An Australian state appellate court on Wednesday upheld lower-court verdicts against Cardinal George Pell, the highest-ranking Roman Catholic cleric to be found guilty of sexual abuse.

In a 2-1 ruling, the Court of Appeal of Victoria state rejected Pell's request to overturn his December conviction. The 78-year-old prelate, a former archbishop of Sydney who later became a top Vatican adviser, is serving a six-year prison sentence for sexually abusing two 13-year-old choirboys.

The abuse occurred in the 1990s after Pell became archbishop of Melbourne. He was found guilty of orally raping one boy and sexually molesting another.

One of the victims died of a heroin overdose in 2014 and never reported the abuse.

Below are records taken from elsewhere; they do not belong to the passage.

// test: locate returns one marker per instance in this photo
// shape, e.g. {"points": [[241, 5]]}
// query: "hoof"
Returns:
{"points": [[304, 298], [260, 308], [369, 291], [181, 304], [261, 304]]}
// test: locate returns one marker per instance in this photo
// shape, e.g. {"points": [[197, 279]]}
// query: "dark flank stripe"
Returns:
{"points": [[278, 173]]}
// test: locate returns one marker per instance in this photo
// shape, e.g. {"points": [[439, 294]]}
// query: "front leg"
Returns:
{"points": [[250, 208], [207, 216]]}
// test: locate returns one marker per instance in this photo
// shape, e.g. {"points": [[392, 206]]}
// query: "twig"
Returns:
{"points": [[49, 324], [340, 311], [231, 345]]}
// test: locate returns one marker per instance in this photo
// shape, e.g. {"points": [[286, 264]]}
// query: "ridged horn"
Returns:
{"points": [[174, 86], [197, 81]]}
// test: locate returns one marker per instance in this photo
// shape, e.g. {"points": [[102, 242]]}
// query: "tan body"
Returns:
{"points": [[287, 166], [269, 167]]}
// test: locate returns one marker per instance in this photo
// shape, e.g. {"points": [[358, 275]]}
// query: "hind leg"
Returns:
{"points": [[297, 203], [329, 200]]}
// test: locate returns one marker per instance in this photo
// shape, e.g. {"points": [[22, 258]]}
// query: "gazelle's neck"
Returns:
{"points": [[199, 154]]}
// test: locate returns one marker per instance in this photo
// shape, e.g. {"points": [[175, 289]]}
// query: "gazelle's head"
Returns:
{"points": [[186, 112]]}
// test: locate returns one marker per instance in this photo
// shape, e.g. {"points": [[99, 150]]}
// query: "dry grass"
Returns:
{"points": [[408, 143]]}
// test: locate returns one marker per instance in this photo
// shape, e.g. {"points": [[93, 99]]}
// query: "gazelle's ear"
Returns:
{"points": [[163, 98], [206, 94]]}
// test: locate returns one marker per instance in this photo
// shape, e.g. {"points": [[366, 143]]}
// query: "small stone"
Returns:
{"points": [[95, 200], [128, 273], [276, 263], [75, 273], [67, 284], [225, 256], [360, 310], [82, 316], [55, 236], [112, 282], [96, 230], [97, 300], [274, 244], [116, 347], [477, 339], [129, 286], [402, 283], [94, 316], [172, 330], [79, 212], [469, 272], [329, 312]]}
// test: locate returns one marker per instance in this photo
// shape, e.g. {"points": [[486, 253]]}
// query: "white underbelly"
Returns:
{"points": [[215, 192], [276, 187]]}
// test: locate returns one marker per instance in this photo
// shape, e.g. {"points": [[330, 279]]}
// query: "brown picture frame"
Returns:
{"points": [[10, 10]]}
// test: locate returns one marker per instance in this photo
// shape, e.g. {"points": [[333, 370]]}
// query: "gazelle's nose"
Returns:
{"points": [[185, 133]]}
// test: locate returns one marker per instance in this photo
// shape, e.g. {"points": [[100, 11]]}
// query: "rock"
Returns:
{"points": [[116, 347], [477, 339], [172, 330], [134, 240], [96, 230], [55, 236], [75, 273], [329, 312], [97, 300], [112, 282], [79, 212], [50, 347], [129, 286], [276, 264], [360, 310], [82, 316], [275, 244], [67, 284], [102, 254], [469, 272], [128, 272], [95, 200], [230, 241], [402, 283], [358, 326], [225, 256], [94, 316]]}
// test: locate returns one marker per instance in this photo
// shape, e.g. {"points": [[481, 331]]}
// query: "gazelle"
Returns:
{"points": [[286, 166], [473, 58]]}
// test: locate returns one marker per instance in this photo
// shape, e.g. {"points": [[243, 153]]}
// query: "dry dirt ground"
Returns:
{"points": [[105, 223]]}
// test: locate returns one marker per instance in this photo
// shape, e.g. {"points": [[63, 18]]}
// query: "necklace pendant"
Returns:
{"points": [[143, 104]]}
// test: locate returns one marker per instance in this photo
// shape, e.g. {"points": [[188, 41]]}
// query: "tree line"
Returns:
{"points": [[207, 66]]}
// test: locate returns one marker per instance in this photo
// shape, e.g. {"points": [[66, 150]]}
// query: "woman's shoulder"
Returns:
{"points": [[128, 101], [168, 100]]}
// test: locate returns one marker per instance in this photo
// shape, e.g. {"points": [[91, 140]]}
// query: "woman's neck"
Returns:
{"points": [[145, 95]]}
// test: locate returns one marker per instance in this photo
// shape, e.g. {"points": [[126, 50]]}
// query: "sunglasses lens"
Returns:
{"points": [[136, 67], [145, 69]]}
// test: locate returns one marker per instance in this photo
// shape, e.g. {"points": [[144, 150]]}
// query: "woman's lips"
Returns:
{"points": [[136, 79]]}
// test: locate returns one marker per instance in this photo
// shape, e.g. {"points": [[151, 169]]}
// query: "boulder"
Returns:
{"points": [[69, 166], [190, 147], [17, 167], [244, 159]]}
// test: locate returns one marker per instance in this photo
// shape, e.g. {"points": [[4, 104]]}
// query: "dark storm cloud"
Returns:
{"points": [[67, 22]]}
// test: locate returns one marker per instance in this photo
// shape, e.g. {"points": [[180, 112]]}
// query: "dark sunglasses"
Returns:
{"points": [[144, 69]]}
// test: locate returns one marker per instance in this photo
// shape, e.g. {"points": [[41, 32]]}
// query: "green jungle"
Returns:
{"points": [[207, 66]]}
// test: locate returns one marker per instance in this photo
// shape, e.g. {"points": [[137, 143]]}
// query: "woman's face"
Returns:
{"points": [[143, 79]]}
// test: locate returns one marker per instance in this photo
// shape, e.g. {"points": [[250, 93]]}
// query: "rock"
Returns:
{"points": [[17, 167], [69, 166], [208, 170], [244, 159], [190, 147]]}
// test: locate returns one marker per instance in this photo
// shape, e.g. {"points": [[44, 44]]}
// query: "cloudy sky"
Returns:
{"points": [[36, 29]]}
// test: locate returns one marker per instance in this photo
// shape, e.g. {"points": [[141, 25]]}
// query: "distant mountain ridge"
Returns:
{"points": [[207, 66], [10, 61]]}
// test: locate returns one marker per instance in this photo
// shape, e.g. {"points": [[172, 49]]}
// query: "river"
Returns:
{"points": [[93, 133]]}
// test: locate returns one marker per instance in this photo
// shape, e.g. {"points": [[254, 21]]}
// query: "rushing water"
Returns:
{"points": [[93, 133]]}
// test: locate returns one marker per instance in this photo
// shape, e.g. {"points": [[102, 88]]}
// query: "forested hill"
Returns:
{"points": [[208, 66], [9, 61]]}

The prosecution's case rested on the testimony of the other, who reported the abuse to police in 2015.

Chief Justice Anne Ferguson told the court that she and Chris Maxwell, president of the Court of Appeal, had dismissed Pell's appeal, according to The Sydney Morning Herald.

She said Pell's accuser was "clearly not a liar."

"Throughout his evidence the complainant came across as someone who was telling the truth," she said.

Pell, who has steadfastly maintained his innocence, reportedly showed no emotion as the appeal decision was read.

"Cardinal Pell is obviously disappointed with the decision today," a statement from Pell's spokeswoman, Katrina Lee, said.

Pell's lawyers plan to ask the High Court of Australia - the rough equivalent of the U.S. Supreme Court — to examine the decision and consider taking up a final appeal, the statement said.

A statement from the Vatican said that Pell "has always maintained his innocence throughout the judicial process and that it is his right to appeal to the High Court."

The Holy See said it "confirms its closeness to the victims of sexual abuse and its commitment to pursue, through the competent ecclesiastical authorities, those members of the clergy who commit such abuse."

Pell, who was selected in 2014 by Pope Francis to run the Vatican's new economic ministry — in effect the Church's chief financial officer — is no longer a Vatican official and was removed from Francis' Council of Cardinals after his conviction in March.

The Vatican is conducting its own investigation of Pell.